We went to a really nice restaurant in the canyon and were seated in an area where there were only us and an elderly couple a table away. 

During dinner, it was obvious that something was wrong with the woman and the table was very silent. At one point the lady tried to drink her iced tea and it spilled down her shirt. 

Her husband very soothingly patted her hand and said "it's okay, don't worry about it." Not long after that, the waitress brought out some dessert for the couple. 

There were lit candles and the waitress proceeded to wish them a happy 5fifty-sixth wedding anniversary. The elderly women looked surprised and looked to the man to confirm, he nodded his head that it was true and gestured to the candle for her to blow it out. 

That was quite an ordeal for her to do, but it got done - with help. Not long after that they left the table, which took quite some effort. 

Her husband was so kind and patient and he obviously was in love and in no hurry. He clearly was just trying to make this a nice night for his wife. 

It took ten minutes for them to get to their car. As I watched them, I felt myself get a little teary-eyed as it hit me that this is what love is all about... I'm not even sure I can articulate it...

This couple was gentle with each other, holding hands, looking lovingly into each others' eyes... I'm certain that life together hasn't been one hundred percent pleasant, but they most certainly loved each other. 

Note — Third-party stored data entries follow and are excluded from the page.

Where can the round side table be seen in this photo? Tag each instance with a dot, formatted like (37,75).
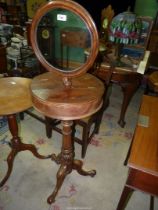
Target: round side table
(53,99)
(15,98)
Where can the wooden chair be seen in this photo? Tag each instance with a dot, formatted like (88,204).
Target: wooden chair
(89,125)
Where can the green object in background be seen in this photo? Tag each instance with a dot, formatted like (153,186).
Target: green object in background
(146,8)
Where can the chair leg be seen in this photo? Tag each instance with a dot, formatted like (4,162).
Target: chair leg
(126,193)
(85,142)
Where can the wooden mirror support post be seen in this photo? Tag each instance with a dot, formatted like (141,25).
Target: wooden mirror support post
(64,93)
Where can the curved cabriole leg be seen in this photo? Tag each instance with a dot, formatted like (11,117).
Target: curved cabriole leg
(17,146)
(66,158)
(77,165)
(62,172)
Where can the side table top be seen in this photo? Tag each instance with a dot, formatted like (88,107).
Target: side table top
(144,151)
(14,95)
(53,99)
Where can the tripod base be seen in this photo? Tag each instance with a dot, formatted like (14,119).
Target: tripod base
(67,161)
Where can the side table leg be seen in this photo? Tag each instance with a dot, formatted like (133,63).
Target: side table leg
(17,146)
(127,191)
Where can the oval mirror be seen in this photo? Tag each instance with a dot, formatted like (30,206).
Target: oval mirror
(64,37)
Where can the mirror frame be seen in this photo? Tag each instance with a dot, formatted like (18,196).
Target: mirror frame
(85,16)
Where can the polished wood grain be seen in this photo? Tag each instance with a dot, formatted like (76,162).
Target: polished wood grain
(52,98)
(66,94)
(144,153)
(14,98)
(14,95)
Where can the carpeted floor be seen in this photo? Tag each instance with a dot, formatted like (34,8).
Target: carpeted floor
(33,180)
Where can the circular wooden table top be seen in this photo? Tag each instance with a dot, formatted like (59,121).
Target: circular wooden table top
(14,95)
(53,99)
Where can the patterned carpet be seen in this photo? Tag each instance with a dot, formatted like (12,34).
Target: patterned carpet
(33,180)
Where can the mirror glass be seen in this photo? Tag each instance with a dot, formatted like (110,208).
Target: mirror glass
(63,39)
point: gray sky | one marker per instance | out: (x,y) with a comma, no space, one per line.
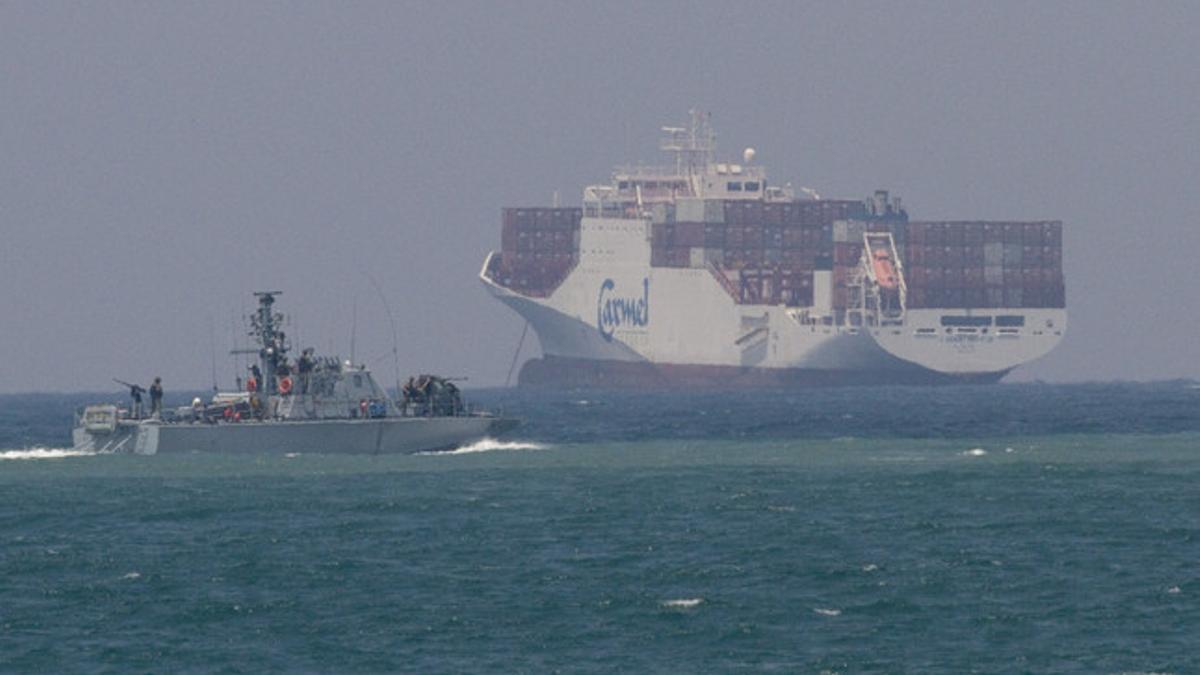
(159,161)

This woman possibly suffered a stroke at some point or maybe was dealing with Alzheimer's as well. Though she was old, sagging, belched at dinner, drooled half her drink onto her shirt and her husband had to feed her quite a bit, she was beautiful to him and everything about him showed that's what he felt.

Things don't always work out perfectly or to plan. Many times life is more difficult than it is easy. 

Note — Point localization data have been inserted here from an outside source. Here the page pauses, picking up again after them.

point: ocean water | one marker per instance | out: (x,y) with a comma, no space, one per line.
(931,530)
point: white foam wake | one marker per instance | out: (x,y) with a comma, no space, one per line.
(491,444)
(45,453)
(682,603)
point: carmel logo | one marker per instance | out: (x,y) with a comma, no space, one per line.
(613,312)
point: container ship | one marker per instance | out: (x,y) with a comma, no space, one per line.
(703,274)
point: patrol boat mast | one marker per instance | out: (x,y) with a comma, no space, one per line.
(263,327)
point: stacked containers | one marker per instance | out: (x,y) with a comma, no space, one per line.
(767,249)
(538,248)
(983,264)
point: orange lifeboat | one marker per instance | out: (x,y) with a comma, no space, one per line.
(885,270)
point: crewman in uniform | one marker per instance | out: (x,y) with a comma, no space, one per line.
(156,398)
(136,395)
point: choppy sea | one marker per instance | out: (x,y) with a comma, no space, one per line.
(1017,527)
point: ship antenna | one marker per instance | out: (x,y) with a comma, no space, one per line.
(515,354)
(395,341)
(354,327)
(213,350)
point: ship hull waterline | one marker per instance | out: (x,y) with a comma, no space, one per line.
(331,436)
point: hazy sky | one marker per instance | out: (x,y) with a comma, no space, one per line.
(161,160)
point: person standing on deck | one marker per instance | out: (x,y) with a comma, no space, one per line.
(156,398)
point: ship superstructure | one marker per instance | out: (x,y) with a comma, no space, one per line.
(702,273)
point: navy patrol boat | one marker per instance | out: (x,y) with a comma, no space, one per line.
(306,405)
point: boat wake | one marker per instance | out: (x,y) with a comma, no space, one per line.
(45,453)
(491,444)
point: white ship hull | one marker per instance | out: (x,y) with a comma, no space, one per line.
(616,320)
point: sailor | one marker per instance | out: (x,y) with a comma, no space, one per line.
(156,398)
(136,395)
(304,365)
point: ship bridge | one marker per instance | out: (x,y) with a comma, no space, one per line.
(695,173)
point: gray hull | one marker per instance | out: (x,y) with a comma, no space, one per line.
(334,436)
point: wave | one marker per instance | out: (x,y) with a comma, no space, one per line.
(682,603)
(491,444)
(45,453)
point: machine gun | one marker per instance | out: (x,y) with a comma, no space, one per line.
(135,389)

We make mistakes, we argue, we get frustrated, and for what? For the opportunity to love and be loved unconditionally. I'm sure it took years, effort beyond imagination, and patience galore for this elderly couple to get to the level of love that I witnessed. 

I almost felt like an intruder simply being present for their moment. I'm thankful I was able to witness it though. I feel indebted to these strangers for this lesson I learned. 

Now the burden is mine to make sure I do everything possible to love my spouse, so that one day when we drool, forget things, sag and lose control of bodily functions, the other will be there to lovingly pat the others hand and say, "it's okay, don't worry about it" and then look at each other with a deep, abiding love.